There Ought to be a Rule

An unusual event occurred in the third race on Super Sunday at Chester Downs with the second place finish of That's the Plan in the second consolation of The Valley Forge. It turns out that That's the Plan raced the day before at Freehold in a New Jersey Sire Stakes race. While seeing a horse race two days in a row is highly unusual these days, what was even more unusual is it seems no one knew (other than the connections of That's the Plan) that the horse raced on Saturday until the last minute when it was decided to bar him from wagering and refund all the wagers literally at post time.

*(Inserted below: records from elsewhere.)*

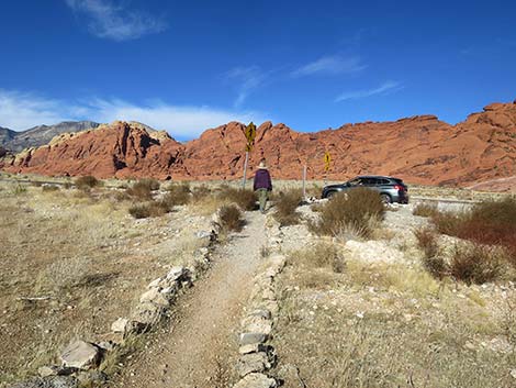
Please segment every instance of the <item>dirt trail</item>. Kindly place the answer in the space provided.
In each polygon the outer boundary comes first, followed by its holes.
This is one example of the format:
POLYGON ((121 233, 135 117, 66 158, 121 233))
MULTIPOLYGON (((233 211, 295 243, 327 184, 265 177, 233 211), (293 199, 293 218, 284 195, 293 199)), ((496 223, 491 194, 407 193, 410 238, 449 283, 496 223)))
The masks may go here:
POLYGON ((157 334, 110 387, 215 388, 235 381, 237 331, 266 244, 265 217, 247 213, 247 226, 213 255, 207 275, 173 307, 166 334, 157 334))

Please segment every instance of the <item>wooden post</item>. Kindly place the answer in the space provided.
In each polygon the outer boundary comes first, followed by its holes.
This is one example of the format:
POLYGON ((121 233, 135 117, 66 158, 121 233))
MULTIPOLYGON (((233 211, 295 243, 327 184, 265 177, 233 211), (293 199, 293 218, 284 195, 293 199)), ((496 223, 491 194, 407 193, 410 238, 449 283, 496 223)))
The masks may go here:
POLYGON ((306 200, 306 165, 303 166, 303 199, 306 200))
POLYGON ((244 162, 244 178, 242 179, 242 188, 246 188, 247 164, 249 163, 249 152, 246 151, 246 160, 244 162))

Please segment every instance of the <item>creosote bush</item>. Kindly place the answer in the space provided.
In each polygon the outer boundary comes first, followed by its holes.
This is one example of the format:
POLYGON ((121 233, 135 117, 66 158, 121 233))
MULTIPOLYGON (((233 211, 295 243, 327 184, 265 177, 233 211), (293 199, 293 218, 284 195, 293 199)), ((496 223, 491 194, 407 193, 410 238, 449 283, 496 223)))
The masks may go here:
POLYGON ((507 259, 516 266, 516 199, 475 204, 463 213, 437 212, 433 222, 440 233, 455 235, 478 244, 505 247, 507 259))
POLYGON ((468 285, 494 281, 504 273, 504 251, 489 245, 460 244, 453 250, 450 275, 468 285))
POLYGON ((225 204, 218 210, 221 226, 224 231, 242 231, 244 228, 244 218, 240 209, 235 204, 225 204))
POLYGON ((139 179, 126 189, 126 192, 141 200, 153 199, 153 191, 159 190, 159 182, 156 179, 139 179))
POLYGON ((240 207, 242 210, 255 210, 256 197, 255 191, 249 189, 235 189, 228 186, 222 186, 218 192, 221 200, 228 200, 240 207))
POLYGON ((434 203, 417 203, 412 213, 419 217, 433 217, 438 212, 434 203))
POLYGON ((311 231, 319 235, 338 235, 345 230, 354 230, 362 237, 373 232, 374 223, 382 221, 385 208, 375 191, 357 188, 348 193, 338 193, 323 206, 319 220, 309 224, 311 231))
POLYGON ((171 206, 176 204, 187 204, 192 199, 190 185, 170 185, 167 188, 167 193, 165 195, 164 200, 169 202, 171 206))
POLYGON ((430 228, 422 228, 415 230, 414 235, 417 239, 417 245, 424 253, 423 267, 433 277, 442 279, 449 273, 449 267, 445 258, 439 255, 436 232, 430 228))
POLYGON ((92 189, 93 187, 98 187, 102 185, 102 182, 99 179, 97 179, 96 177, 91 175, 86 175, 83 177, 77 178, 75 184, 79 190, 89 190, 89 189, 92 189))
POLYGON ((276 197, 276 212, 274 219, 282 226, 294 225, 300 222, 300 213, 295 210, 302 200, 301 190, 289 190, 280 192, 276 197))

How could this happen? In the first race, Clear Vision had raced since the program was printed but track officials were able to inform the gamblers of the missing line from August 12; though they did not provide the complete line; just where he finished. Granted a horse racing the day before is highly unusual these days, but you would think there would be a process in place to ensure all racelines are accounted for in a program; we all have seen the infamous 'Line to be announced' comments in a program at one time or another (it was not in the Trackmaster program for Clear Vision in the first race, either). Fortunately the error was caught in time and the bettors were protected as the decision to bar That's the Plan from wagering was made but the fact remains it should never have happened in the first place.

In the case of Clear Vision, track officials did not provide as much information as they should have for Clear Vision as all anyone knew was he raced on April 12th and finished third; no idea as to where, what class or how fast the race went in.

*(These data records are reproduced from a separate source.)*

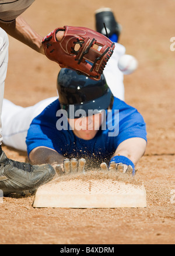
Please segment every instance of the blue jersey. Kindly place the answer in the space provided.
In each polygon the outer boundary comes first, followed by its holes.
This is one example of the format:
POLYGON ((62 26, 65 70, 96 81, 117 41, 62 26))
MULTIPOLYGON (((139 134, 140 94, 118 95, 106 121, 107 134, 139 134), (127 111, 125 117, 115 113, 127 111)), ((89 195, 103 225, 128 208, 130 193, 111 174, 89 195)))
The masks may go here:
POLYGON ((77 137, 70 129, 58 129, 60 110, 56 100, 34 118, 26 137, 28 154, 38 146, 54 149, 68 158, 85 158, 87 161, 107 162, 118 145, 125 139, 139 137, 146 141, 146 125, 140 113, 134 107, 114 97, 112 111, 106 111, 104 124, 92 139, 77 137), (117 113, 117 114, 116 114, 117 113))

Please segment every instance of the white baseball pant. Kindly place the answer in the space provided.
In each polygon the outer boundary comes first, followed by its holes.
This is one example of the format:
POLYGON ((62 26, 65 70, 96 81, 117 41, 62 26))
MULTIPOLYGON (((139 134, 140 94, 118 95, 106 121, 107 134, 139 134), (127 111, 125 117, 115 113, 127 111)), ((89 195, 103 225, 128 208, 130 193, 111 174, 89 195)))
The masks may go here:
POLYGON ((2 144, 2 141, 1 113, 8 63, 8 46, 9 39, 7 33, 0 28, 0 145, 2 144))

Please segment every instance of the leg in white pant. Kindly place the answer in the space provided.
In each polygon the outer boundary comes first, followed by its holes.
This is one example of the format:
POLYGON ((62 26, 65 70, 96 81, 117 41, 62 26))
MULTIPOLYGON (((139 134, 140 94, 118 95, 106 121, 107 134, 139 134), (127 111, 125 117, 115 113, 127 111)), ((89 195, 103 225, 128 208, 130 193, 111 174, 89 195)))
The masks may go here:
POLYGON ((107 62, 103 73, 114 96, 124 101, 124 75, 118 67, 118 61, 120 57, 125 54, 125 48, 118 43, 116 43, 115 46, 113 54, 107 62))
POLYGON ((2 144, 1 113, 4 98, 4 84, 8 62, 9 40, 6 33, 0 28, 0 145, 2 144))

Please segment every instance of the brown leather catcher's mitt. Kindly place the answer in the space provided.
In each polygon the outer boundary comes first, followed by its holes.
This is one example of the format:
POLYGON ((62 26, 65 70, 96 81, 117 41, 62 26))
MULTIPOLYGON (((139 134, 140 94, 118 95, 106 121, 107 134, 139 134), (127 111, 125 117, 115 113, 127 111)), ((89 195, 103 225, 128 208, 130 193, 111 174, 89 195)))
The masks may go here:
POLYGON ((115 45, 99 32, 83 27, 65 26, 58 28, 43 40, 46 56, 57 62, 61 67, 74 69, 99 80, 115 45), (56 34, 65 31, 62 39, 58 41, 56 34))

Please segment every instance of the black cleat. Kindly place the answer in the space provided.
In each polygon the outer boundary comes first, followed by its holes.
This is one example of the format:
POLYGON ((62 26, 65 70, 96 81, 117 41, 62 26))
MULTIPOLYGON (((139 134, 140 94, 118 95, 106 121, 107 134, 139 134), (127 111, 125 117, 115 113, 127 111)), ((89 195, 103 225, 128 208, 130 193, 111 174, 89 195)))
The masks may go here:
POLYGON ((104 8, 98 9, 95 12, 96 30, 107 37, 116 34, 119 37, 121 27, 116 21, 114 15, 110 8, 104 8), (105 27, 106 28, 107 34, 105 27))
POLYGON ((55 174, 50 165, 32 165, 0 155, 0 190, 4 195, 37 189, 51 180, 55 174))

To be considered a serious gambling sport there ought to be a rule indicating if a program is printed prior to the running of a race any horse entered is programmed to race in, a race line must be included in the past performance program for the horse and it must include as much information regarding that race as possible plus the designation of 'Line to be announced'. Furthermore, racetracks must be required to not only announce the complete missing racing line but they must provide the complete line on the television monitors along with the race changes. After all, we are not dealing just with people wagering at the track, we are dealing with people wagering via simulcasting and ADWs.

We are asking people to wager their hard earned dollars on our sport. Is providing them accurate information to much to ask for?